Tosco y sanguinolento retrato de un héroe

Andrew Garfield, en la película.

Andrew Garfield, en la película. / d. s.

Para hacer el canto a un pacifista objetor de conciencia que fue condecorado con la Medalla de Honor del Congreso por su heroico comportamiento como sanitario durante la batalla de Okinawa, Mel Gibson monta en la tercera parte de la película un espectáculo gore-pirotécnico que le permite dar rienda suelta a su conocido gusto por la sangre y las vísceras bajo pretexto de un realismo extremo que confunde con tremendismo. Las dos partes que la anteceden están dedicadas a contar la infancia y adolescencia del protagonista -lo que incluye su conversión religiosa a la no violencia tras descalabrar a su hermano y casi pegarle un tiro a su maltratador padre-, y a su entrenamiento en el campamento militar -y sus sufrimientos, hostigado por sus compañeros y sus mandos por no querer tocar un arma- cuando se alista como voluntario tras el bombardeo de Pearl Harbor.

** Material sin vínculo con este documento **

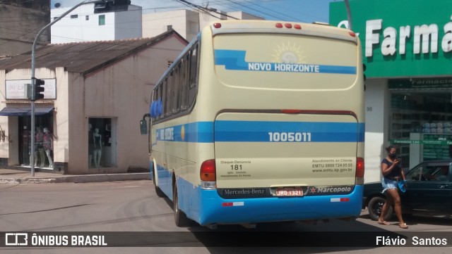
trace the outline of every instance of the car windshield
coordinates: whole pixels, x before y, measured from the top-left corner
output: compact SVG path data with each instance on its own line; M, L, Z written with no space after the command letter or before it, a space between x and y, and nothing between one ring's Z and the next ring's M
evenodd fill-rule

El mérito mayor de esta película, a la que la crítica ha hecho rendibús que no comparto, es presentarnos a Desmond Doss (1919-206) quien, tras sus traumáticas experiencias familiares y guiado por su fe religiosa -pertenecía a la Iglesia Adventista del Séptimo Día-, se debatió entre su deseo de servir a su país en el frente y su renuncia a tomar las armas y matar. La solución, tan brillante como valiente y coherente pero dificilísima de integrarse en la disciplina militar, fue ser sanitario para estar en primera línea salvando vidas en vez de matando. De ser considerado un cobarde por negarse a combatir pasó a ser un héroe nacional tras sus increíblemente arriesgadas actuaciones en Okinawa.

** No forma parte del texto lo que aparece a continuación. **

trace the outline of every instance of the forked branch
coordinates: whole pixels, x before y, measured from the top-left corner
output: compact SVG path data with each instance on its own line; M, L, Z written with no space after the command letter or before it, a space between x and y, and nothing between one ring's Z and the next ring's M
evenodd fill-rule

Gibson está discreto en la primera parte, torpe y reiterativo en la segunda (ambas con aire de telefilme), y excesivo en la tercera. Sus modales cinematográficos son toscos; el recurso a la cámara lenta es empachoso y el uso de la música heroico-celestial de Rupert Gregson-Williams, de estampita. Su capacidad para representar los caracteres es muy limitada. Y su gusto por la carnaza hace que la prolongadísima, espectacular y tremendista secuencia bélica asquee más que sobrecoja. La guerra no es así, es muchísimo peor. Pero su crueldad no se recrea en una pantalla solo por acumulación de truculencias. Nada que ver con el inicio de Salvar al soldado Ryan que cambió para siempre la forma de filmar la guerra moderna, y de la que Gibson es deudor; allí se sentía el miedo de los soldados a través de un elaborado discurso fílmico. Nada que ver tampoco con Banderas de nuestros padres o Cartas desde Iwo Jima, en las que Eastwood usaba la violencia extrema en un contexto dramático coherente. Esto, en cambio, es carne picada por tiros y explosiones. O una barbacoa, dado el gusto fallero de Gibson por representar la acción de los lanzallamas. Pero esto no extraña en quien convirtió Apocalypto es una especie de Holocausto caníbal en versión maya y la Pasión de Cristo en un Saw bíblico.